Estaba compareciendo Pedro Sánchez en el Congreso de los Diputados para tratar de explicar los múltiples casos de corrupción que lo acechan cuando se hacía pública una segunda remesa de información comprometedora del expresidente José Luis Rodríguez Zapatero. Si en el primero, relacionado con el caso Plus Ultra, el juez de la Audiencia Nacional José Luis Calama lo acusa de varios delitos de corrupción y de estar al frente de una organización criminal destinada al tráfico ilícito de influencias y blanqueo de capitales, ahora la Unidad de Delincuencia Económica y Fiscal (UDEF) añade a todo ello el cobro de 200.000 euros a través de una sociedad instrumental peruana por intermediar e influir para beneficiar los intereses del conglomerado empresarial Grupo Gloria en Bolivia.

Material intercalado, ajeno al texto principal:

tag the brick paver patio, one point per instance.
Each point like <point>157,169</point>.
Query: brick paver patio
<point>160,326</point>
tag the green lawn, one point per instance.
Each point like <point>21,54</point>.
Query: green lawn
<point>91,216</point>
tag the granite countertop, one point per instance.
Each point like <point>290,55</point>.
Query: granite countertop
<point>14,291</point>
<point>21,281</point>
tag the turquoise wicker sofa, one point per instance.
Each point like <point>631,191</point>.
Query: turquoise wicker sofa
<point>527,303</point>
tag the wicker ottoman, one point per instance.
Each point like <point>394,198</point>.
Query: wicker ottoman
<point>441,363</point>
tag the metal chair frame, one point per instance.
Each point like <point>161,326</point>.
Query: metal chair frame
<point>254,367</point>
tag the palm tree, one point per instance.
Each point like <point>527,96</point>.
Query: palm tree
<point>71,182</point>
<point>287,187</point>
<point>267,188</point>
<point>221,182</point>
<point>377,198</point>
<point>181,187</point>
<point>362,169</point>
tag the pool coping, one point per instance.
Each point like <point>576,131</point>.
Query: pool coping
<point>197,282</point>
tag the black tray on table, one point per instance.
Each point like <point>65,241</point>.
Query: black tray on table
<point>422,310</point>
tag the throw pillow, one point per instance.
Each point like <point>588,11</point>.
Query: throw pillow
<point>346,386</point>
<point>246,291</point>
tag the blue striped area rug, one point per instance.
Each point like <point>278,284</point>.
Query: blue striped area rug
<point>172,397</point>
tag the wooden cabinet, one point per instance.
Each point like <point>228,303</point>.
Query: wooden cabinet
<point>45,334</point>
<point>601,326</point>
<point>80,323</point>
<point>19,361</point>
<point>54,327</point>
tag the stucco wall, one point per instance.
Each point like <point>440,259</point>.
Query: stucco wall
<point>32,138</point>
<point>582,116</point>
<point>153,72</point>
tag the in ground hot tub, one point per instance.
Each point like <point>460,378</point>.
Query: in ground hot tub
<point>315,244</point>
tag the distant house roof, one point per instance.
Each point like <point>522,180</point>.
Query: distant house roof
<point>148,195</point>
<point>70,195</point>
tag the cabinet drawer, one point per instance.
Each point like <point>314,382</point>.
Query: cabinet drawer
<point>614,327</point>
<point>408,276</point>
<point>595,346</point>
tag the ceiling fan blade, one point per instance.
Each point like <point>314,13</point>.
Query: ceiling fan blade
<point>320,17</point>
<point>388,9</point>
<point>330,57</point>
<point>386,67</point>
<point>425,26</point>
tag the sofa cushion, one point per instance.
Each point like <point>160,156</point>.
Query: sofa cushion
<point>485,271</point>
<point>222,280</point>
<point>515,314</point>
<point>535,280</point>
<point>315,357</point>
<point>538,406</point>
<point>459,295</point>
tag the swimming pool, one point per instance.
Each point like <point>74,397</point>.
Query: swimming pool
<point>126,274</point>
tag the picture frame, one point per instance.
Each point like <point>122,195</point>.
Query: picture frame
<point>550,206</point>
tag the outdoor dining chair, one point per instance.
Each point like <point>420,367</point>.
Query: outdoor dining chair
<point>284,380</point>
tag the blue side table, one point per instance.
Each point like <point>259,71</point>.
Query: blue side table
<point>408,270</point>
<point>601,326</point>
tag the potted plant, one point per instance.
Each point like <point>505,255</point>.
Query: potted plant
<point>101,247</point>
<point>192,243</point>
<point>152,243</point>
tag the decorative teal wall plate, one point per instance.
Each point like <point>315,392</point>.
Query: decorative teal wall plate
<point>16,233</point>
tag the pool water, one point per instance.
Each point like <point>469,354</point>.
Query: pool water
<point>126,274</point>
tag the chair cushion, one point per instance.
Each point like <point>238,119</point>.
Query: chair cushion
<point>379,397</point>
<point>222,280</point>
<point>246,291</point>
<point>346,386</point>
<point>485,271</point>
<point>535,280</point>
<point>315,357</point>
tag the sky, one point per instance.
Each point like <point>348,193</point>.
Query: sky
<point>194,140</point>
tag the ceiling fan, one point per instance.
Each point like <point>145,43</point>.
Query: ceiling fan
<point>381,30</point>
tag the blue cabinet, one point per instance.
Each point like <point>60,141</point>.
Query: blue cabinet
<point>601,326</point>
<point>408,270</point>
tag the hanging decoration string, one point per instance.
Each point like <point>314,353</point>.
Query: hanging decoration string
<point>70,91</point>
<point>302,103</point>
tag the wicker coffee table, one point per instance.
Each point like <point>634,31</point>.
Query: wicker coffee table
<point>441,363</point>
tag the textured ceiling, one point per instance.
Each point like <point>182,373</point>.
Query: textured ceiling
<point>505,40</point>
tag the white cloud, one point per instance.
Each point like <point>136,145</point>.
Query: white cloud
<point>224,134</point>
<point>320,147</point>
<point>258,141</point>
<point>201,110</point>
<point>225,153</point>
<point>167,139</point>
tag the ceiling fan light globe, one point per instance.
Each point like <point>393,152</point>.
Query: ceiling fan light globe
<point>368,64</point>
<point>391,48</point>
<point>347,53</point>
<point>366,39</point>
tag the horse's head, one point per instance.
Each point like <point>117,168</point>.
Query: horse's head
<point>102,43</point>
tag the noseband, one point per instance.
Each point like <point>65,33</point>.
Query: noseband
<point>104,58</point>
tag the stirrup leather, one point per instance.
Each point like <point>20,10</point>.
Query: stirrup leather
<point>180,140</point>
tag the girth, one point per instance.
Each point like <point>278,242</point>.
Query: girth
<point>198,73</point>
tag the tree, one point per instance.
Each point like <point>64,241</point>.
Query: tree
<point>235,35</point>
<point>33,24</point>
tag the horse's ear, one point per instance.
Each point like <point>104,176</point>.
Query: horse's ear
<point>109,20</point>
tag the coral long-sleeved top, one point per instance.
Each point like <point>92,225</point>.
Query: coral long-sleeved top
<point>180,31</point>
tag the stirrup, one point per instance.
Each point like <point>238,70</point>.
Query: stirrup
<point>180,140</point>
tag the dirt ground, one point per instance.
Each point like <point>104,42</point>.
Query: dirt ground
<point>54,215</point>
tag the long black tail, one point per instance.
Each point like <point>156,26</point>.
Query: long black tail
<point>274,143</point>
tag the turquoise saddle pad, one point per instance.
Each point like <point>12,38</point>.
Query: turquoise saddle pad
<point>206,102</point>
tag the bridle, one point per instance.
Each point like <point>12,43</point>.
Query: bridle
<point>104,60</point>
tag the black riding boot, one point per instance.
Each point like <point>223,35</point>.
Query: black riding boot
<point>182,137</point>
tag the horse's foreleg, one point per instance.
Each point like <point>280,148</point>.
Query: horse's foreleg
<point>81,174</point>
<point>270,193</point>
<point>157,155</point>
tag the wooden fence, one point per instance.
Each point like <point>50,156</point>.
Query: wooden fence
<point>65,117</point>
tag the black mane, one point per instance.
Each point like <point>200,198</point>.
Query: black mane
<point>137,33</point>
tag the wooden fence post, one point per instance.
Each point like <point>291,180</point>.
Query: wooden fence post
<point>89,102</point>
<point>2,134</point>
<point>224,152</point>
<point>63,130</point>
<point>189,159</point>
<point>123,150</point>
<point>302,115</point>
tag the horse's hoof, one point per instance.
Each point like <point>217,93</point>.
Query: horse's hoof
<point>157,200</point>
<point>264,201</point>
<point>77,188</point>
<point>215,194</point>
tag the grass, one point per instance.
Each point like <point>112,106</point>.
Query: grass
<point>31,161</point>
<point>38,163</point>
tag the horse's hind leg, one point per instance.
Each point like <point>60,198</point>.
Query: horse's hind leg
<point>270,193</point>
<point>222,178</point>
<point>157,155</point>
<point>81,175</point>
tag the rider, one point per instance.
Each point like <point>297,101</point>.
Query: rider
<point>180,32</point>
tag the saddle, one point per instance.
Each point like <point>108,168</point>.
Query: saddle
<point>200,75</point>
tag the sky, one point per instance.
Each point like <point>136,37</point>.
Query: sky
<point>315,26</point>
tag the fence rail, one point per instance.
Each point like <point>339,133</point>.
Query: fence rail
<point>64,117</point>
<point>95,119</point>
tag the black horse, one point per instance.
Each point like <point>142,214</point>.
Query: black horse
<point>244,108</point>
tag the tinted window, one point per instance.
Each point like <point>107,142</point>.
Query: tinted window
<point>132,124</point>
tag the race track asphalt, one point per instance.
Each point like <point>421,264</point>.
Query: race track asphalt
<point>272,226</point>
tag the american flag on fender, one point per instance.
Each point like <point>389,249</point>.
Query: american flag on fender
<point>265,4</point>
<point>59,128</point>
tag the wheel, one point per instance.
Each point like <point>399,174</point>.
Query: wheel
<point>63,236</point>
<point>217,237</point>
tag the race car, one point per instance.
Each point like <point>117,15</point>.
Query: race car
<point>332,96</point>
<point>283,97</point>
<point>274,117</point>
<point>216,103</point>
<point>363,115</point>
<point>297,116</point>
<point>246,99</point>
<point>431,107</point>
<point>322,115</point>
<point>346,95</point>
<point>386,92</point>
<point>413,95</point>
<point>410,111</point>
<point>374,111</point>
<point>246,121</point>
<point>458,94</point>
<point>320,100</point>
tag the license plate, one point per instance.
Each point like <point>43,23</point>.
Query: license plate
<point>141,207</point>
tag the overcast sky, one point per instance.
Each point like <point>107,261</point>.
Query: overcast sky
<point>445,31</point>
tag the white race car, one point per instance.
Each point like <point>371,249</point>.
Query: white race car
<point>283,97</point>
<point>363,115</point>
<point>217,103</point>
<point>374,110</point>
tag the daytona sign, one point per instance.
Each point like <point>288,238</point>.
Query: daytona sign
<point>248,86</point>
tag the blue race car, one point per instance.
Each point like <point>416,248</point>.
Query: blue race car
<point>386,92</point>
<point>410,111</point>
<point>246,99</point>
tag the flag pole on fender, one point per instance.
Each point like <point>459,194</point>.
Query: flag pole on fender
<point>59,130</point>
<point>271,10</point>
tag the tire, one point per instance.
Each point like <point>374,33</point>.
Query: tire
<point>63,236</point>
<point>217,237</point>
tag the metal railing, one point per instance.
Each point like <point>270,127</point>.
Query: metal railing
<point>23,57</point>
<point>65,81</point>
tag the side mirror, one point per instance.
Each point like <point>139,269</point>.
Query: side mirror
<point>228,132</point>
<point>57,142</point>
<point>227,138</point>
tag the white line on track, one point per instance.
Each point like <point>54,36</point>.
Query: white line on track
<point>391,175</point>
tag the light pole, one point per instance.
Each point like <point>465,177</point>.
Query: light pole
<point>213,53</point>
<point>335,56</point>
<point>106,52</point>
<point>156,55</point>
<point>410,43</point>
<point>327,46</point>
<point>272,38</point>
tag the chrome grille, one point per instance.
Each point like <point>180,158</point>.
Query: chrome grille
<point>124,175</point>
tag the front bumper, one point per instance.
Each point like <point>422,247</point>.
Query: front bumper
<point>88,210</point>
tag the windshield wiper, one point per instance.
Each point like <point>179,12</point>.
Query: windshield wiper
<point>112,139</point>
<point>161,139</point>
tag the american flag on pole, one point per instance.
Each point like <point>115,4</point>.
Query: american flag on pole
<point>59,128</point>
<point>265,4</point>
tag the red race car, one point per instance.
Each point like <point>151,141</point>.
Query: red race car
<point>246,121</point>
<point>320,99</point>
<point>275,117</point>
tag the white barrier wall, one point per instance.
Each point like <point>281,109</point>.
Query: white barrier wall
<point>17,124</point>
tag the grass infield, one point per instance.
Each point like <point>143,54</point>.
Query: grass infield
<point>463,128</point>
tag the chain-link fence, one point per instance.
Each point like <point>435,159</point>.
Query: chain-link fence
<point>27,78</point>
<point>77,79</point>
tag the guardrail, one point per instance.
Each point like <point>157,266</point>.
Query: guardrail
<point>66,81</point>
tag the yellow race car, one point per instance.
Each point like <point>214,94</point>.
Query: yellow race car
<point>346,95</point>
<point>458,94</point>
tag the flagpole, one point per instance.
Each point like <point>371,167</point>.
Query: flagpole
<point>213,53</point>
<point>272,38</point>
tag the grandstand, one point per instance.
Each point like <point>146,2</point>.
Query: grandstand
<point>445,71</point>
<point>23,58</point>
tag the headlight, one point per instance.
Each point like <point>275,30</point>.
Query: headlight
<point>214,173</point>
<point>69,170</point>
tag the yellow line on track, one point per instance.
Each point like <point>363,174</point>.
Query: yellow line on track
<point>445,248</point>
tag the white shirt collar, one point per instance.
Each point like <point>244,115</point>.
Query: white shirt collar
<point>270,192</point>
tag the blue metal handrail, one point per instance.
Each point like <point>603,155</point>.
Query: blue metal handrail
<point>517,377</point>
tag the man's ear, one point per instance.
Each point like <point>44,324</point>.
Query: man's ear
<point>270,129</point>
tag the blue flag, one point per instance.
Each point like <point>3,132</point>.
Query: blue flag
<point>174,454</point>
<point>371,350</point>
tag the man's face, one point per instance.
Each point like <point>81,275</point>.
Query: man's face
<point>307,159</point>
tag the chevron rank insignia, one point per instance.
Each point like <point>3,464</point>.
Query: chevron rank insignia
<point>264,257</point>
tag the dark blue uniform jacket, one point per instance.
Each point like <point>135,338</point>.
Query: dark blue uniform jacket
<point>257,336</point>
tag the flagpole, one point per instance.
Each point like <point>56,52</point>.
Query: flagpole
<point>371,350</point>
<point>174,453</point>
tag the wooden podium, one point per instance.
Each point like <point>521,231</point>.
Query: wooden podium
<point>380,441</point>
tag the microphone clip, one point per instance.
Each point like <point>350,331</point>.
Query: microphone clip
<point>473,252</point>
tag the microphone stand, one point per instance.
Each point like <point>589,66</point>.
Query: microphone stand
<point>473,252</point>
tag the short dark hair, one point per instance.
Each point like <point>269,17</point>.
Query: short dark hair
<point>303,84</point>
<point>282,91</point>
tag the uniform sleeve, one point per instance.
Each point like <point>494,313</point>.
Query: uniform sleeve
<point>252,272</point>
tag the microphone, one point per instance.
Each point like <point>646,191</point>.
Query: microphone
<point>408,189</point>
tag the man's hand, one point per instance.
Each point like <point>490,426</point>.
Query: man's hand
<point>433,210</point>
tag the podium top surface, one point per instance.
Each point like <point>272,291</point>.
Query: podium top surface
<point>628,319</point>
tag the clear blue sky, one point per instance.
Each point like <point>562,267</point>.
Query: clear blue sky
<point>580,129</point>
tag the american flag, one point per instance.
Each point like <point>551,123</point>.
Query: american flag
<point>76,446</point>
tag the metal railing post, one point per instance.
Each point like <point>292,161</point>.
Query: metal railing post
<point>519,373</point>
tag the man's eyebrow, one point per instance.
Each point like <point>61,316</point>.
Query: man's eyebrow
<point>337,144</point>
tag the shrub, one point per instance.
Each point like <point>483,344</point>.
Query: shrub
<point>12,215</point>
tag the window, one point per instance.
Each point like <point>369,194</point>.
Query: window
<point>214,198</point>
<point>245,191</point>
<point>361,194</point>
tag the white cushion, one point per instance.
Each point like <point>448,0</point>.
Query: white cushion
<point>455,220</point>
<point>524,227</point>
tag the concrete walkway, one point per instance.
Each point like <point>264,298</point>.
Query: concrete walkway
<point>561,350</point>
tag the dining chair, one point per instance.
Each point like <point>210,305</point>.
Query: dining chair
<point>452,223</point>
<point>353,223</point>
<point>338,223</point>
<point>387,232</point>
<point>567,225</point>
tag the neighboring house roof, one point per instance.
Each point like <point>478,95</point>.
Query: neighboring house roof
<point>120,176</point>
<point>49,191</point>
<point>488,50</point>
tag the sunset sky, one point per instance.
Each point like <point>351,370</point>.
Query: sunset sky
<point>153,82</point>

La unidad policial específica para investigar delitos económicos y fiscales abre así la carpeta sobre sospechas de sobornos internacionales que habría recibido el expresidente. Los miles de mensajes de WhatsApp con su secretaria, Gertrudis Alcázar, algunos de ellos ya filtrados junto a su agenda de los años 2024 y 2025, son una mezcla de comentarios incómodos, dietario de viajes por dictaduras de América del Sur o China, notas informativas interesantes y asuntos personales que no se hubieran tenido que divulgar, como los días que iba a la peluquería, realizaba clases de inglés o tenía reuniones en su despacho. Que sean un filón las agendas y podamos saber al detalle lo que hacía cada día es entretenido, pero, en la mayoría de los casos, aporta poco a lo que el juez está investigando, aunque sirva de cotilleo. Se puede hacer lo mismo expurgando convenientemente los móviles y preservando la privacidad de lo que no es objeto de investigación judicial.
Dicho eso, el PSOE se equivoca cuando señala que hay una cacería contra Zapatero. Los hechos conocidos, a los que hay que añadir las joyas encontradas en una caja fuerte de su despacho y que han sido tasadas por encima de 1,3 millones de euros y sobre las que el expresidente no ha dado ninguna explicación, son una realidad. Su antecesor en el cargo, Felipe González, ya ha señalado que lo mejor que podría hacer Zapatero sería devolverlas si quiere refugiarse en que fue un regalo de Arabia Saudí. Sorprendió la intervención de Pedro Sánchez en el Congreso, que, después de haber apostado todo a la inocencia de Zapatero, este miércoles adoptó una cierta distancia, como si supiera lo que venía de la UDEF, y dijo que no se podían sacar conclusiones con la investigación en marcha.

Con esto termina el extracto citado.